В Москву он уезжал «ветреной дождливой осенью 1924 года в листопад боярышника, березы». «В одном вагоне ехала сестра мамы — тетка моя Екатерина Александровна, работавшая в Сетунской больнице под Москвой. Тетка была бестужевкой[6], с отцом она дружила с молодости, и отец доверил мою судьбу в эти надежные прогрессивные руки», — вспоминал Шаламов.

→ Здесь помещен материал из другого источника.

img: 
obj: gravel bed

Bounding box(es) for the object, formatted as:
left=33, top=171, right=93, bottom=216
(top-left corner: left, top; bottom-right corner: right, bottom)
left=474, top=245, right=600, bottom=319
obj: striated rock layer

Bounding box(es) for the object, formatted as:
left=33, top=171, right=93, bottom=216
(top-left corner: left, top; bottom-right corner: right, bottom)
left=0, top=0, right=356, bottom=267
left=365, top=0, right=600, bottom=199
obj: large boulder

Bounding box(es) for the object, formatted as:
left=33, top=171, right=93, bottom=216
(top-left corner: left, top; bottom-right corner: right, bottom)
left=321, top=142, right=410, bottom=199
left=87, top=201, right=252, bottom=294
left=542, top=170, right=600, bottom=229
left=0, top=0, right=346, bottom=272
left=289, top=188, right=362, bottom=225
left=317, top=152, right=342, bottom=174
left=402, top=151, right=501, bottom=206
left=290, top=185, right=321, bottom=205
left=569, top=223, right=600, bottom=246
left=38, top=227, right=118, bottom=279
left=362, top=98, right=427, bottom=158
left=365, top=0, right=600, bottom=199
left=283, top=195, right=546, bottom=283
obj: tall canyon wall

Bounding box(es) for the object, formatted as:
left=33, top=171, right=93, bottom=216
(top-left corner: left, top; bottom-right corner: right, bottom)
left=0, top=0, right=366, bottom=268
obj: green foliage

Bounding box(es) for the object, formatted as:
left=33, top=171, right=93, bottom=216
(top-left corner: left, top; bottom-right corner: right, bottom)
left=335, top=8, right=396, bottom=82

Для его устройства в Москве на первое время были проданы два охотничьих ружья, оставшихся от брата Сергея. Из одежды — перешито пальто дяди Андрея Воробьева, второго брата матери, и сшиты две новые рубашки. Семья оставалась практически ни с чем. Золотой крест отца за службу на Кадьяке пока еще лежал — на самый черный день — на дне сундука.
Глава четвертая.
МОСКВА. КИПЕНИЕ И ЗЫБКОСТЬ 1920-х
Москва сразу захватила его своей свободой — в отличие от Вологды она кипела жизнью. Шаламов много раз употребляет слово «кипение» по отношению к середине 1920-х годов. Первое же пребывание в центре столицы (от Кунцева до Каланчевки тогда ходил паровозный состав) дало ему возможность ощутить захватывающий темп жизни: трамваи и автомобили уже вытеснили извозчиков на окраины, но по улицам шли толпы народа, и одной из главных тем в газетах и в начавшем выходить «Огоньке» был призыв: «Граждане! Ходите по тротуарам!» Относилось это прежде всего к провинциалам, ярославцам и тулякам, одесситам и вологжанам, нахлынувшим в Москву кто учиться, а кто работать — в редакции и конторы, на стройки, большие заводы и маленькие фабрики, размножившиеся во время нэпа.